DESCRIPTION (provided by applicant): High blood pressure is a major public health problem worldwide leading to cardiovascular disease and death. The kidneys play a critical role in maintaining normal blood pressure by increasing salt excretion when dietary intake is elevated. Inappropriate salt retention by the kidneys results in hypertension. Understanding the mechanisms by which the kidneys eliminate excess salt will clarify the causes of hypertension and identify new approaches for treatment, extending patient's lives and improving their quality of life. Recent studies have shown that high salt intake increases production of the small peptide endothelin-1 within the kidney; however, its role in stimulating salt excretion in vivo is unknown. The overall goal of this proposal is to investigate how endothelin-1 causes the kidney to eliminate more salt during high salt feeding. Overall hypotheses to be tested are: 1) when dietary salt is elevated, endothelin-1 derived from the nephron acts as an autacoid, inhibiting salt reabsorption and promoting natriuresis; and 2) endothelin-1 also functions as a paracrine factor that acts on adjacent medullary interstitial cells to stimulate medullary blood flow and facilitate sodium excretion. Both mechanisms are crucial for high salt-induced natriuresis, and defects in this system will lead to salt retention and hypertension. These hypotheses will be tested using animals in which expression of individual genes is eliminated only in certain types of cells in the kidney, employing novel approaches that combine in vivo and in vitro technology. This application provides the foundation for a career development plan for Dr. Marcela Herrera, a cell/physiology-trained post-doctoral fellow committed to a research career in kidney disease and hypertension. The applicant will be mentored by Dr. Thomas Coffman at Duke University Medical Center, who will train the PI in generating transgenic animal models and using in vivo physiological techniques to study them. This proposal has been structured to provide complementary and substantive training opportunities. The applicant will gain expertise in mouse genetics, producing transgenic animals, and in vivo physiology. This will provide a solid basis for the trainee to develop a multi-disciplinary program of research using physiological, cellular/molecular, and genetic techniques to achieve her goal of becoming an independent investigator.

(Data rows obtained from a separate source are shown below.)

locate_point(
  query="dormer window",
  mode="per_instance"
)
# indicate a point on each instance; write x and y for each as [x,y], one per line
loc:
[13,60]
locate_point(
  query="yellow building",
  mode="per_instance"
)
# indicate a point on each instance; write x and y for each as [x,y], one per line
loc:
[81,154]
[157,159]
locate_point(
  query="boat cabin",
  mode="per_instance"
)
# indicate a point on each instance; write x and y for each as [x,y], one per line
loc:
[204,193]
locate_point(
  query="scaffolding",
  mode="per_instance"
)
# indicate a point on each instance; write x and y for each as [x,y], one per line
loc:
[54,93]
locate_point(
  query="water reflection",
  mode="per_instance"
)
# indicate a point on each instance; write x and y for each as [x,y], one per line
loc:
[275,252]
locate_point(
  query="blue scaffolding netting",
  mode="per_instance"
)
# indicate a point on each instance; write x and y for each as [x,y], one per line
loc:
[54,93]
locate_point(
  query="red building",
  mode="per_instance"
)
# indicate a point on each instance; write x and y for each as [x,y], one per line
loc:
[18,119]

描述（由申请人提供）：高血压是全球一个主要的公共卫生问题，导致心血管疾病和死亡。当饮食摄入量升高时，肾脏通过增加盐分排泄来维持正常血压。肾脏不适当的盐分会导致高血压。了解肾脏消除过量盐的机制将阐明高血压的原因，并确定新的治疗方法，延长患者的生活并改善其生活质量。最近的研究表明，高盐的摄入量增加了肾脏内肽内皮素-1的产生。但是，其在体内刺激盐排泄中的作用尚不清楚。 该提案的总体目标是研究内皮素-1如何导致肾脏在高盐喂养过程中消除更多的盐。总的总体假设是：1）当饮食中盐升高时，源自肾单位的内皮素-1是一种自闭症，可以抑制盐的吸收并促进Natriuresis； 2）内皮素-1还起作用的旁分泌因子，该因子作用于相邻的髓质间质细胞，以刺激髓样血流并促进钠排泄。这两种机制对于高盐引起的纳地尿症至关重要，并且该系统中的缺陷将导致盐保留和高血压。这些假设将使用动物进行测试，其中仅在肾脏中的某些类型的细胞中消除单个基因的表达，采用新型方法结合体内和体外技术。该申请为Marcela Herrera博士的职业发展计划奠定了基础，Marcela Herrera博士是由细胞/生理学培训的博士后研究员致力于从事肾脏疾病和高血压研究生涯的工作。申请人将由杜克大学医学中心的托马斯·科夫曼（Thomas Coffman）博士进行指导，杜克大学医学中心（Thomas Coffman）将培训PI生成转基因动物模型并使用体内生理技术来研究它们。该建议的结构是提供互补和实质性的培训机会。申请人将获得小鼠遗传学，产生转基因动物和体内生理学的专业知识。这将为学员提供使用生理，细胞/分子和遗传技术的多学科研究计划的扎实基础，以实现成为独立研究者的目标。